Indes soll die Finanz aber aus den unb ezahlten und stritten Forderungen aus dem Belvedere-Auftrag der Signa 2,8 Millionen Euro Umsatzsteuer nachgefordert haben. Doch diese Forderung soll im März 2019 "wiederum amtlich berichtigt" worden sein.

"Zudem hat ein Großgläubiger das relative Wiederaufleben der Altforderung nach Nichtbezahlung der dritten Quote geltend gemacht und Außenstände gepfändet, sodass dem Unternehmen notwendige Liquidität entzogen wurde", heißt es weiter.

Schulden und Vermögen

Die Passiva werden jetzt mit 57,525 Millionen Euo beziffert, davon entfallen 37,42 Millionen Euro auf Banken. Die Gläubiger sollen in Höhe von 18 Millionen Euro beziffert sein.

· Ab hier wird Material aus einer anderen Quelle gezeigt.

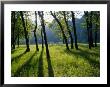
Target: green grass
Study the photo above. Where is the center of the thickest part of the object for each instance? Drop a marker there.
(62, 63)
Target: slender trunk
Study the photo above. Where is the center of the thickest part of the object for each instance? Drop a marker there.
(97, 17)
(61, 30)
(95, 38)
(45, 37)
(35, 36)
(63, 41)
(42, 39)
(13, 30)
(90, 26)
(18, 37)
(25, 31)
(74, 28)
(87, 23)
(66, 22)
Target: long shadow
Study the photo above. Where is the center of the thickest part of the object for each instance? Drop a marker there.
(17, 73)
(40, 65)
(12, 51)
(17, 57)
(86, 55)
(50, 69)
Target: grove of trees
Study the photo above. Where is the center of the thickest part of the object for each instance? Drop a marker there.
(22, 27)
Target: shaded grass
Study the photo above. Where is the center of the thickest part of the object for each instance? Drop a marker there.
(62, 63)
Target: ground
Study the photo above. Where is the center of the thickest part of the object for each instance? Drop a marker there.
(62, 63)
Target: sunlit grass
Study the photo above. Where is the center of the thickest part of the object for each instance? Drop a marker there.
(74, 63)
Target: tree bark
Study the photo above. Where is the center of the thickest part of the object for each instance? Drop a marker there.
(13, 30)
(64, 37)
(90, 26)
(25, 31)
(88, 31)
(18, 37)
(74, 28)
(40, 13)
(35, 36)
(42, 38)
(66, 22)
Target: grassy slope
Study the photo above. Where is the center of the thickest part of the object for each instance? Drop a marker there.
(63, 63)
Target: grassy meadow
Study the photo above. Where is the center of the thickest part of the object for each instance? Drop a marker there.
(62, 63)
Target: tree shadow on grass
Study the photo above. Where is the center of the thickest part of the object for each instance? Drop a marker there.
(17, 57)
(17, 73)
(50, 69)
(40, 65)
(86, 55)
(13, 51)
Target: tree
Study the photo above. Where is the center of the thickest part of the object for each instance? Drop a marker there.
(61, 27)
(66, 22)
(96, 22)
(41, 15)
(90, 27)
(13, 20)
(87, 24)
(25, 31)
(74, 28)
(35, 36)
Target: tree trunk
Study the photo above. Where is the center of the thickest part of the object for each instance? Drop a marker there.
(35, 36)
(18, 37)
(74, 28)
(88, 31)
(25, 31)
(64, 37)
(95, 38)
(66, 22)
(90, 26)
(13, 30)
(45, 37)
(42, 39)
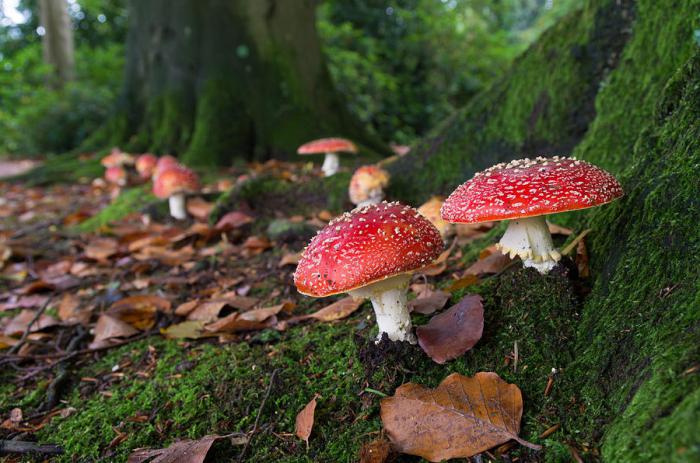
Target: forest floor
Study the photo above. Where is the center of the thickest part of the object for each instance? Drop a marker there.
(121, 328)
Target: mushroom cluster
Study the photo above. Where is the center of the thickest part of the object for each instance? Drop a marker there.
(371, 252)
(330, 147)
(367, 185)
(525, 191)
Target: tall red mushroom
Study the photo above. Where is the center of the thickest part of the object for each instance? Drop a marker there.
(367, 185)
(172, 183)
(145, 165)
(371, 252)
(329, 146)
(525, 191)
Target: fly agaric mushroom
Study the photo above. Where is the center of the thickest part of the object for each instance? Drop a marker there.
(116, 158)
(330, 146)
(116, 175)
(431, 211)
(367, 184)
(371, 252)
(173, 183)
(145, 165)
(164, 162)
(525, 191)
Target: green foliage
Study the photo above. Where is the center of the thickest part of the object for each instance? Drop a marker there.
(35, 119)
(405, 67)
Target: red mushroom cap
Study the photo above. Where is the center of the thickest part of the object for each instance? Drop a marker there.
(146, 164)
(164, 162)
(364, 246)
(116, 175)
(528, 188)
(327, 145)
(173, 180)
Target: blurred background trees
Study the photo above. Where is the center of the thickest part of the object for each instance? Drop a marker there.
(402, 66)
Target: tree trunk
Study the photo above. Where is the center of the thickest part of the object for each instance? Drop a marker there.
(57, 42)
(211, 80)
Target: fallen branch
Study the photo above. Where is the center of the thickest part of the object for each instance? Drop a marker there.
(11, 446)
(257, 418)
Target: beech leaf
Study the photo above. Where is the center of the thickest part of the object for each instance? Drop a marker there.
(453, 332)
(305, 421)
(184, 451)
(463, 416)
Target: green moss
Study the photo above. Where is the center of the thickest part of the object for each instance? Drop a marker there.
(129, 201)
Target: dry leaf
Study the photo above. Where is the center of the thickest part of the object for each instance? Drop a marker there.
(101, 248)
(191, 329)
(463, 282)
(199, 208)
(453, 332)
(305, 421)
(289, 259)
(21, 321)
(428, 302)
(493, 263)
(233, 220)
(336, 311)
(460, 418)
(139, 311)
(184, 451)
(108, 328)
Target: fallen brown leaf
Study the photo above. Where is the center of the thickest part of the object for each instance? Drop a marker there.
(184, 451)
(453, 332)
(139, 311)
(460, 418)
(305, 421)
(108, 328)
(428, 302)
(377, 451)
(21, 321)
(191, 329)
(233, 220)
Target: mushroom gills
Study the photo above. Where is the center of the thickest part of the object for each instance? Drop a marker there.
(529, 239)
(331, 164)
(389, 299)
(177, 206)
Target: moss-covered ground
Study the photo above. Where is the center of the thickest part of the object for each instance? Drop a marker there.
(617, 83)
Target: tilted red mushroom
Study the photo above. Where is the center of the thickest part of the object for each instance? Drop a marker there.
(172, 183)
(116, 175)
(145, 165)
(116, 158)
(164, 162)
(367, 185)
(371, 252)
(329, 146)
(525, 191)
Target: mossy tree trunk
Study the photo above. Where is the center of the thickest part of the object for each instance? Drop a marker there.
(212, 80)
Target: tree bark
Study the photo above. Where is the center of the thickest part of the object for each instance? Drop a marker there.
(210, 80)
(57, 42)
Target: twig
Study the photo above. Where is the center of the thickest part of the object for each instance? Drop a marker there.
(23, 339)
(12, 446)
(257, 418)
(53, 392)
(69, 355)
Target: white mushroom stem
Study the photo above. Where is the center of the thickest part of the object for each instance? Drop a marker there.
(529, 238)
(375, 196)
(331, 163)
(177, 206)
(389, 299)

Die Aktiva werden mit rund 32,3 Millionen Euro ausgewiesen. Doch da ist Vorsicht geboten. In diesen Aktiva sind angeblich offene Forderungen in der Höhe von 24,201 Millionen Euro enthalten, wovon über Forderungen in Höhe von rund 22,4 Millionen Euro vor Gericht gestritten wird.

Zum Firmenvermögen zählt auch der Maschinenpark, der mit 863.000 Euro bezifffert wird, die Betriebsliegenschaft mit 4,51 Millionen Euro, das Anlagevermögen in Höhe von 1,456 Millionen Euro und Finanzanlagen in Höhe von 994.000 Euro. Der Kassenstand wird mit 276.000 Euro ausgewiesen.